A H Scott
Elie and Earlsferry
Born in Earlsferry in 1875, Andrew Herd Scott caddied in Elie as a boy. He was a nephew of the great clubmaker, George Forrester, with whom he served his apprenticeship and worked under Charles Hunter at Prestwick also before opening his own business in Elie.
He was a fine player too and Harry Vardon came to Elie to play against, 'A H Scott, of Earlsferry, one of the young school of professionals who now and again astonishes the world by his dexterous use of the golf club' in 1899. The world was not astonished on this occasion, a crowd of around 3000 watched Vardon win 10 and 9 in the two round match.
Best known for his Straightline putter of 1899 and his patented (number 21,444) 'Fork Splice' unbreakable neck wood of 1895 which also claimed better balance because the shaft was in the centre of the head, Its long driving capability as a result of a longer handle, the shaft going down to the sole, was attested to by Harold Hilton who said he could drive farther with it than with any other club. He was responsible for innovation in iron clubs also. His Invincible cleek, a registered design, had the bottom edge rounded rather than being left sharp to avoid slicing into the ball or cutting up the turf.

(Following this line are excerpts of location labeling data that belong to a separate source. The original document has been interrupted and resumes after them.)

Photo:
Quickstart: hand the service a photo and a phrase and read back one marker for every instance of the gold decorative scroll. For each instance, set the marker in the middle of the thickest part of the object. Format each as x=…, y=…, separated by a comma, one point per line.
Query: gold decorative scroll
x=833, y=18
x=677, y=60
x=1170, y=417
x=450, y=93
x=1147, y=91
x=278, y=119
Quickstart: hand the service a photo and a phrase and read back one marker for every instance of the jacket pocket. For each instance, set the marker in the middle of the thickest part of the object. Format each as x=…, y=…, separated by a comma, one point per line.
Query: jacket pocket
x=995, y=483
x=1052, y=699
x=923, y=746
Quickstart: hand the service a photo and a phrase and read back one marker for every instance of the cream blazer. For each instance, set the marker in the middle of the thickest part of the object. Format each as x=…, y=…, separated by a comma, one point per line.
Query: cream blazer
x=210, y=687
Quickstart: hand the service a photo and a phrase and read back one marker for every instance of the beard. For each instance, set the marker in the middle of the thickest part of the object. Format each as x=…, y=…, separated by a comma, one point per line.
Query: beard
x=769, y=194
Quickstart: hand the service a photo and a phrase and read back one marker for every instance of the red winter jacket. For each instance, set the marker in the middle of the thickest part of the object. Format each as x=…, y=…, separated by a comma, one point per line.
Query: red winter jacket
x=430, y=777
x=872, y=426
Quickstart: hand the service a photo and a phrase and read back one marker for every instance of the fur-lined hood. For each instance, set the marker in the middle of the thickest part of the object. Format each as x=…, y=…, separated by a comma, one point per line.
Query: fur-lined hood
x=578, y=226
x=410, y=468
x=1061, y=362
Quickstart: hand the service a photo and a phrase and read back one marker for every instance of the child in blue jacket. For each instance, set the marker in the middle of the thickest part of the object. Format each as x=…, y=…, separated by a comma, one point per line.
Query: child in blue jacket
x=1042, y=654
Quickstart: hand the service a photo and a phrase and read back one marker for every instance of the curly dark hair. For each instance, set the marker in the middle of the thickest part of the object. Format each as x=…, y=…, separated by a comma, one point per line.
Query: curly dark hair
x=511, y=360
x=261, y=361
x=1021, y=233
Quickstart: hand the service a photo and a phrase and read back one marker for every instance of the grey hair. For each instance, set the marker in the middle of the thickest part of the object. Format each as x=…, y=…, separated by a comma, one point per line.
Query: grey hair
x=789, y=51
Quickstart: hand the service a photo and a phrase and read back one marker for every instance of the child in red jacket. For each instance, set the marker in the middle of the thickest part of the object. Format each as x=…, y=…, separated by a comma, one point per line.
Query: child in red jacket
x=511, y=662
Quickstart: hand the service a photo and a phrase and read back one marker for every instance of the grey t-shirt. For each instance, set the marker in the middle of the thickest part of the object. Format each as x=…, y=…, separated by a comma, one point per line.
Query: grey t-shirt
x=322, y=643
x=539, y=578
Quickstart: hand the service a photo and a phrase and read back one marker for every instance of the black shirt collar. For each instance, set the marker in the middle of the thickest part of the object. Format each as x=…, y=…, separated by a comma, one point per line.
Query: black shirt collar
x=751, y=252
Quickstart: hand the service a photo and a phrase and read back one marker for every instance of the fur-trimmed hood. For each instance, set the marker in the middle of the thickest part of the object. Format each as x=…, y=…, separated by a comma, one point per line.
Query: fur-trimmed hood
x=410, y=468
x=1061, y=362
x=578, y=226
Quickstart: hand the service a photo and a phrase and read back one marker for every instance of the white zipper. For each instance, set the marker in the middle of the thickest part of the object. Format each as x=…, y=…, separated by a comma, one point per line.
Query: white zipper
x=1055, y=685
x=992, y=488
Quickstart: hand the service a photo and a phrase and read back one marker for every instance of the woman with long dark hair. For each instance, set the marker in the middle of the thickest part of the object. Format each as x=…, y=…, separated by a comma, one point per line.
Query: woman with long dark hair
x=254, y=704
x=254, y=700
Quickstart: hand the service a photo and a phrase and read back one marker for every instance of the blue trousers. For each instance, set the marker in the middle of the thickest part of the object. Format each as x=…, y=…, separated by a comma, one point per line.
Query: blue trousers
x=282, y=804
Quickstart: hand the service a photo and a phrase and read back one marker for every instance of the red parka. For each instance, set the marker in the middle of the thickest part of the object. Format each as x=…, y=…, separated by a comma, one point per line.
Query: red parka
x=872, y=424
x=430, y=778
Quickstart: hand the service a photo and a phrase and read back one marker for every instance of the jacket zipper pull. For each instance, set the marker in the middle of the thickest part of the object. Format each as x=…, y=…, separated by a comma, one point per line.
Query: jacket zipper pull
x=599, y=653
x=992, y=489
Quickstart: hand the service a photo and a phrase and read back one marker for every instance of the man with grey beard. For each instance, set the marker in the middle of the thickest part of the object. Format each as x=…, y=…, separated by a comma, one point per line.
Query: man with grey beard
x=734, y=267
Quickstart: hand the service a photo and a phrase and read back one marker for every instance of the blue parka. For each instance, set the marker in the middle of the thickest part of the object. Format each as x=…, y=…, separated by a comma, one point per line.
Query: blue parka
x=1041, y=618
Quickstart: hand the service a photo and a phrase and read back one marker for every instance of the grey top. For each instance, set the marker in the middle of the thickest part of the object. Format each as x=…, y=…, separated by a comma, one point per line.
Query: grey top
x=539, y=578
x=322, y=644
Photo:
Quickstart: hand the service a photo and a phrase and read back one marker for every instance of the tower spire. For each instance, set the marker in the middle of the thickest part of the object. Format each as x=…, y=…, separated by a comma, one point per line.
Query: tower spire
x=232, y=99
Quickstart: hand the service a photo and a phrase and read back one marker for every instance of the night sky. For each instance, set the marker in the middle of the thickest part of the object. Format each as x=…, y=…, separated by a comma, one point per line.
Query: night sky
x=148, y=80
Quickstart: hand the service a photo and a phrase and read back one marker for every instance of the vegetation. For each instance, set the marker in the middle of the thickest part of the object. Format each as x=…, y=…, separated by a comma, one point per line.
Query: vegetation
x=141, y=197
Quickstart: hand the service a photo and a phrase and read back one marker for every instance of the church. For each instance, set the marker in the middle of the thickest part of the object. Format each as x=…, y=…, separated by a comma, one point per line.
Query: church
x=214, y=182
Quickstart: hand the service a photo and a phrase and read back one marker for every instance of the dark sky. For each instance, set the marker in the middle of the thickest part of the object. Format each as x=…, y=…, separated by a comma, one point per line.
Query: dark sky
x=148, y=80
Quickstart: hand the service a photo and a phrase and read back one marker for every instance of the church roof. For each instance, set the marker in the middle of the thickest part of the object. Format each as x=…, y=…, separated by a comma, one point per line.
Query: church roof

He received a royal warrant from King George V, first as Prince of Wales in 1905 and then as King in 1910, and so incorporated the crown within his cleek mark. At least three variations of this are known, a four-pointed star supporting a crown with a lion on top, the crown and lion only, and the lion alone.
On the strength of his royal appointment, he announced the opening of a new shop in Burntisland in the Edinburgh Evening News of 21 April 1905 offering ‘a fine selection of golf clubs and all kinds of rubber-cored balls’ with ‘repairs executed by an expert clubmaker’.His renown was more than merely local. A newspaper article describing his workshop in 1899 mentioned that he and his staff were working on a large order of clubs for Valparaiso.